Por M.S. Saraiva
O belo livro “Asas de terra e sangue” (Cajazeiras : Arribaçã, 2021) — da escritora, teóloga e poeta paranaense Ivy Menon — é uma reunião de 84 crônicas curtas, mas de grande densidade memorialística. Menon repassa diversos episódios que viveu desde a infância até hoje, nos oferecendo um mosaico existencial com algumas reflexões filosóficas sobre o sentido da vida e do Sagrado.
Algumas crônicas são mais divertidas, mas na maioria delas encontramos uma vida difícil, atravessada pela fome, pela luta dos sem-terra para sobreviver, pela exploração da mão de obra de boias-frias, pela corporalidade, pela natureza, pelos preconceitos.

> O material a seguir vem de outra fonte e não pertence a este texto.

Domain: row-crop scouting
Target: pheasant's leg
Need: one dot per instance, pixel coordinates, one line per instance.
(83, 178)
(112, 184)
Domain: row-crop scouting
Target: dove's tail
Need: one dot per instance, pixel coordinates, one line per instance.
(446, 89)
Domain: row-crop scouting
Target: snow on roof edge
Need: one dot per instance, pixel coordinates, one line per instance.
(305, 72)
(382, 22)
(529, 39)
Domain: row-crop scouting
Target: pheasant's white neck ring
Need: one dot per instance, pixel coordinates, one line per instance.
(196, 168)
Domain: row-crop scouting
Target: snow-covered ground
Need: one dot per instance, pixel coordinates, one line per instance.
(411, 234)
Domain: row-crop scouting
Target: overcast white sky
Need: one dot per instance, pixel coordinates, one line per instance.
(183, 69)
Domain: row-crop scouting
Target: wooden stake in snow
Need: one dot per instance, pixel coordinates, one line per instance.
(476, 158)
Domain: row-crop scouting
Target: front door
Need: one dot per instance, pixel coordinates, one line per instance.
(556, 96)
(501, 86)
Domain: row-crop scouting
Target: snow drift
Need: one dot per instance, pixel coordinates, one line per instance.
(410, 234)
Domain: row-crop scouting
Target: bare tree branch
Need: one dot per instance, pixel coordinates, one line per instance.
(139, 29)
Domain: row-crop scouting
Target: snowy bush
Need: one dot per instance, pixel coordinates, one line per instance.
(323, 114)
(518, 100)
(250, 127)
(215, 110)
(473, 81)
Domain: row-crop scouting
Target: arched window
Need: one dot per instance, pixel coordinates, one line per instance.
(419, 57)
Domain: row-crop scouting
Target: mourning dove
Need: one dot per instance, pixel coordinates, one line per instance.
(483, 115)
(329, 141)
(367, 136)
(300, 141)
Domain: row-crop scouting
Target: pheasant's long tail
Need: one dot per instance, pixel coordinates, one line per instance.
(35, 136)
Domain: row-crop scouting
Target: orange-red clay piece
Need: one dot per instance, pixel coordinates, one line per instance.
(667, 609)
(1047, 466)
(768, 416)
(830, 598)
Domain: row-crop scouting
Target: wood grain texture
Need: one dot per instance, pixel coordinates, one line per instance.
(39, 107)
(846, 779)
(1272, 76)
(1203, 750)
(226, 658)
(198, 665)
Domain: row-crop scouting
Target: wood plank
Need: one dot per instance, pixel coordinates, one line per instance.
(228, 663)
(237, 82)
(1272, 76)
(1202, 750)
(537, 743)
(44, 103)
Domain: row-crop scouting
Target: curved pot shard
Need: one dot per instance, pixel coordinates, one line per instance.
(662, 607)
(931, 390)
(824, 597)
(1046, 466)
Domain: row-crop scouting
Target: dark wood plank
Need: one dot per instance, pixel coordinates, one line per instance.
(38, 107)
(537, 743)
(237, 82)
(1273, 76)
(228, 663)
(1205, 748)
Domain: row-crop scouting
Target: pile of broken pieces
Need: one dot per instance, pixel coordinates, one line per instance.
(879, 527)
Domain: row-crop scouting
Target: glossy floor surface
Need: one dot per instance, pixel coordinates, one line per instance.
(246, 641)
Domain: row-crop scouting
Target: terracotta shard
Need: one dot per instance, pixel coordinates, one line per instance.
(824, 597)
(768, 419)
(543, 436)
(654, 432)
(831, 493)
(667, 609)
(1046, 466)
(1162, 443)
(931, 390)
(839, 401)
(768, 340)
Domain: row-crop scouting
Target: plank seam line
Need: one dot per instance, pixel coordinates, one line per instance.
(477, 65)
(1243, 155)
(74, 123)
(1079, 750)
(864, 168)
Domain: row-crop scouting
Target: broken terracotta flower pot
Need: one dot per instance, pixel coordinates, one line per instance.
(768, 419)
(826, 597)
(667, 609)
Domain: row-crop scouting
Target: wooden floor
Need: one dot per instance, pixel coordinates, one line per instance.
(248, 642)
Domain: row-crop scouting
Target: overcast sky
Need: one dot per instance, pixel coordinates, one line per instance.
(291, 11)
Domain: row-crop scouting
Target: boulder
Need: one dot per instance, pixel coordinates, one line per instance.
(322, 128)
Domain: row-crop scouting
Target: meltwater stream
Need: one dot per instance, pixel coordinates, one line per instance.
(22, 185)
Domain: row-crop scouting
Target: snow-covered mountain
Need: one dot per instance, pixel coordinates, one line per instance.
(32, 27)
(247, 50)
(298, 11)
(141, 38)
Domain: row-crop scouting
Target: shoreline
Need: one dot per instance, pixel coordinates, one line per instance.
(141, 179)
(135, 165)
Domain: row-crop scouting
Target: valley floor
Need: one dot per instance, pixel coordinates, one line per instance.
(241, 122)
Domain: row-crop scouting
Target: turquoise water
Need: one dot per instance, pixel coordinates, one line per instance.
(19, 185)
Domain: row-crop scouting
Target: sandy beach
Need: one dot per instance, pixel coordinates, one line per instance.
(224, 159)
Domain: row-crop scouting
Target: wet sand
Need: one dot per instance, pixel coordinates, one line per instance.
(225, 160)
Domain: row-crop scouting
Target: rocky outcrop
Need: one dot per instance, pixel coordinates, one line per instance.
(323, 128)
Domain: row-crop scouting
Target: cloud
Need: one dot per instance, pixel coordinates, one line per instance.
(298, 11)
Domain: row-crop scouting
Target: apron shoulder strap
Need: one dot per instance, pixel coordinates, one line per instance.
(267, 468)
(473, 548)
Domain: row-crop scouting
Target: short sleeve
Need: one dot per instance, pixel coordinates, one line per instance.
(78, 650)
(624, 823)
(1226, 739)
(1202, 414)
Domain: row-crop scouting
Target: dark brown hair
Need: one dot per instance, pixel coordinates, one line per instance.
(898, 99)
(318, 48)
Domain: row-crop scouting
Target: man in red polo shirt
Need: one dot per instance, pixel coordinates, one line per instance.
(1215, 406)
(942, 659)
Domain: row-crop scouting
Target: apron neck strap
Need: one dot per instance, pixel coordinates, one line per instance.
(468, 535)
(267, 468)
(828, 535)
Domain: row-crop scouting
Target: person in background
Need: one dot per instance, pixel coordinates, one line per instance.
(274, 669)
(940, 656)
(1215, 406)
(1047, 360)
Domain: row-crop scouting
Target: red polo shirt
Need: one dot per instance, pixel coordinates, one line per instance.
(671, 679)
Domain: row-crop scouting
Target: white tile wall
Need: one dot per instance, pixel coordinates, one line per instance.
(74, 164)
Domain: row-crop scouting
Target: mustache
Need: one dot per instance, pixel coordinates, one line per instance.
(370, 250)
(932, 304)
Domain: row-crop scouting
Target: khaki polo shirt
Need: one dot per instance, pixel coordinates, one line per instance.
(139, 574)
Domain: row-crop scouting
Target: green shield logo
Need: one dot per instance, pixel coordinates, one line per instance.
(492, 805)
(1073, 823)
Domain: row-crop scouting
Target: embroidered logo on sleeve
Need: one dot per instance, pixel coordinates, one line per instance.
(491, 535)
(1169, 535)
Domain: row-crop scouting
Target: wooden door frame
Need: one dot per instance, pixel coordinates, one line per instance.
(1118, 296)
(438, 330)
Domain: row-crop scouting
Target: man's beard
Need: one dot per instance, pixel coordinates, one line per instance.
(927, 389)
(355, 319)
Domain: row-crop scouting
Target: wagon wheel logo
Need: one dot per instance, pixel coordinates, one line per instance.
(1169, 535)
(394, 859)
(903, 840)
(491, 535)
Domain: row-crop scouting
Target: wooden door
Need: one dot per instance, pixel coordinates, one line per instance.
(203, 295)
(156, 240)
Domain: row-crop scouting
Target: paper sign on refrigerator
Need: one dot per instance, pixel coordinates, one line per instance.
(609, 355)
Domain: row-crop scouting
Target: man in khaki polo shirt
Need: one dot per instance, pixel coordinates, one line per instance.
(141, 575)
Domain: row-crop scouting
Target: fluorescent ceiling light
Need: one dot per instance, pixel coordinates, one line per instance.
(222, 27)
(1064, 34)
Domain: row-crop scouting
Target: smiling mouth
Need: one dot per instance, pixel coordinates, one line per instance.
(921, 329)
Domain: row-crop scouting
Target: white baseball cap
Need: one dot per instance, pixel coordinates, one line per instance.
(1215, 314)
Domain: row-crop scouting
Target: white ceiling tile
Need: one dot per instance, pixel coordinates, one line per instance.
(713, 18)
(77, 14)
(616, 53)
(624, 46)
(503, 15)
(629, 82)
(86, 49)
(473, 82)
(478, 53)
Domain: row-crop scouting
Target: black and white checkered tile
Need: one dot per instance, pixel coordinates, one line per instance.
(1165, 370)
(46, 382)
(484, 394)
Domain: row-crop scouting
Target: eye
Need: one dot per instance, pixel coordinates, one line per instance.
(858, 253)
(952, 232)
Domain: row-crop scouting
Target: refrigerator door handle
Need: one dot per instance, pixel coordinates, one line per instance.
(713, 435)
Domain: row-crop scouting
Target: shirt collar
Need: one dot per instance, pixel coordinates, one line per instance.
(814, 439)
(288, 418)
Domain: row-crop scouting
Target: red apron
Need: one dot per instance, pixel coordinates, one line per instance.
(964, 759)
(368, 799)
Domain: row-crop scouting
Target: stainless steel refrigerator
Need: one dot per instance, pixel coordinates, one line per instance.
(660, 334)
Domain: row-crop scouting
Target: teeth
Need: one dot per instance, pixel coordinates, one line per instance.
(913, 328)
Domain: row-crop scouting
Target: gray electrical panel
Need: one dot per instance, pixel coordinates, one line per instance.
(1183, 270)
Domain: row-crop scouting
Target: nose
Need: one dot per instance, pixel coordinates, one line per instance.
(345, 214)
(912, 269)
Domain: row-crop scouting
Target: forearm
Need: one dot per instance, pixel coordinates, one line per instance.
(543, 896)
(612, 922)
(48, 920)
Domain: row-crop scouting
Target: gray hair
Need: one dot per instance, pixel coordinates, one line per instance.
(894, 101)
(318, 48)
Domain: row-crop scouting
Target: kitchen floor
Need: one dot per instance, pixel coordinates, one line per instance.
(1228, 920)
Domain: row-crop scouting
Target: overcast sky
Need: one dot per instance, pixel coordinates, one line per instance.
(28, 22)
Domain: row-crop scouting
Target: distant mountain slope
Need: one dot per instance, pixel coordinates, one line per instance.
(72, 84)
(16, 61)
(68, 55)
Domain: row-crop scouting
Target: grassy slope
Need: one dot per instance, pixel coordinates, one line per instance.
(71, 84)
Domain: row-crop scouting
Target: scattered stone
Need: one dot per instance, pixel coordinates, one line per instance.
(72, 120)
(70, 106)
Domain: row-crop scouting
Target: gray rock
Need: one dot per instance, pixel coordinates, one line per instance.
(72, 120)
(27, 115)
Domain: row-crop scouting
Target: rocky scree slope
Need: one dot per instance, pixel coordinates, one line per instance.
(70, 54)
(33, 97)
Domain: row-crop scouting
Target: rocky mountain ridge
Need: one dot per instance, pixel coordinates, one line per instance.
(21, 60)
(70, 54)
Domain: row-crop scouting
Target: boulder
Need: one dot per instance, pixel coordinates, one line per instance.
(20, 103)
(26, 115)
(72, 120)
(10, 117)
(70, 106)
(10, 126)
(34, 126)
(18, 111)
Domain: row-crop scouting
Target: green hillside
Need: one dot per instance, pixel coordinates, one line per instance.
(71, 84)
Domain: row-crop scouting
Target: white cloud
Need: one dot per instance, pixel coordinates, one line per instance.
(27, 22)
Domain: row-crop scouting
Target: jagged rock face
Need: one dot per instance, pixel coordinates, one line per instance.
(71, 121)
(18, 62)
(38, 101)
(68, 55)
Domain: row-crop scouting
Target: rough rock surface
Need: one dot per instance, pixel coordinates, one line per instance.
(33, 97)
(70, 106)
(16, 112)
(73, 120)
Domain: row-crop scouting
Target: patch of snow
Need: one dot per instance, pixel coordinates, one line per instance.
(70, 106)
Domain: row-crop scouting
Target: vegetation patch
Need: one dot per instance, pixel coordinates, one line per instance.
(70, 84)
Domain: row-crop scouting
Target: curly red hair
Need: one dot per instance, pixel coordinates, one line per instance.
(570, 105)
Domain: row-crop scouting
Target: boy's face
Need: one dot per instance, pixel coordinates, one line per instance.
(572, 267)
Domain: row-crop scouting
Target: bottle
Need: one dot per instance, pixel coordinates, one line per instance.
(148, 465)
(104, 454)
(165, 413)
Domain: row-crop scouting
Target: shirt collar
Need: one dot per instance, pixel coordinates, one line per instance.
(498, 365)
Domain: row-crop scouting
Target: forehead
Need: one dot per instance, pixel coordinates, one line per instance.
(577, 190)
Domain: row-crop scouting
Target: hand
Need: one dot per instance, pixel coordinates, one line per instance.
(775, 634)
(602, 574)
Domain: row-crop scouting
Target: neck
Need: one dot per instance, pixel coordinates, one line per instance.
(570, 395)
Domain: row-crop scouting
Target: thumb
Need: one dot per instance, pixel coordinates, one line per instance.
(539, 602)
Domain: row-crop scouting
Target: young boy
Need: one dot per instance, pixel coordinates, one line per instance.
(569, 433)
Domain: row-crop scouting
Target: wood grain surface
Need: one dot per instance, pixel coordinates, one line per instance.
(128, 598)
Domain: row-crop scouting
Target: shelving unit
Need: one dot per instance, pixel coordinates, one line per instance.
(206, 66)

Não é um livro de dores e tristezas, uma exaltação depressiva, mas as perdas e os lutos estão presentes, sempre com uma dose de lirismo, de encantamento, de abertura para a esperança. Menon evita as asperezas através de sua engenharia de palavras que prestam alguma beleza — e por vezes, bom humor — para o sofrimento, sem querer legitimá-lo.
O que torna este livro muito significativo é o fato de que o mesmo traduz a vida dos pobres espalhados nesse Brasil profundo e rural, sem acesso aos bens mais básicos, como água potável para beber, banheiro, esgoto, renda e comida. Ainda assim, paradoxalmente, “éramos felizes e sabíamos” (p. 50), pois “não havia em nós qualquer indício de tristeza ou revolta” (p. 79), mas sim um catolicismo popular e mágico que os sustentava na luta pela terra, pelo seu direito de existir, “pelo sinal da Santa Cruz” (p. 109).
É nesse sentido que o fazer memória de Ivy Menon é também um resgate, através de sua escrevivência, da imensa pobreza existente nesse país tão rico, tão farto e tão marcado pelas abissais desigualdades sociais mantidas por uma “elite do atraso”. Menon tem plena consciência que “não há romantismo na falta do que comer” (p. 125).
“Asas de terra e sangue” não é um panfleto ideológico. Ainda que Menon assuma ser “de esquerda e…selvagem”, suas crônicas sobre o ontem-hoje têm muito afeto, coração, lágrimas e sorrisos, perdas e dores, literatura e reconstruções imagéticas, porque “criança que cresce solta no mato, se deixa levar pela imaginação. Não se tem nada, a não ser fantasia” (p. 43).
Impossível não se ver em diversos momentos e, mesmo que o leitor venha de família rica e distante dessa realidade narrada por Menon, o livro poderá servir de mergulho literário na experiência existencial dos pobres, seus sonhos, expectativas e frustrações. E neste ponto, humaníssimo, há muitos encontros-espelhos, ainda que Menon diga: “não sei contar todas as dores que vivi” (p. 173).
Ler “Asas de terra e sangue” é conhecer um pouco sobre as classes subalternas em seus setores mais vulneráveis, envoltos em terra e sangue, carregados por mulheres-árvores que por vezes exageram na “cerveja, o ópio dos pobres” (p. 210).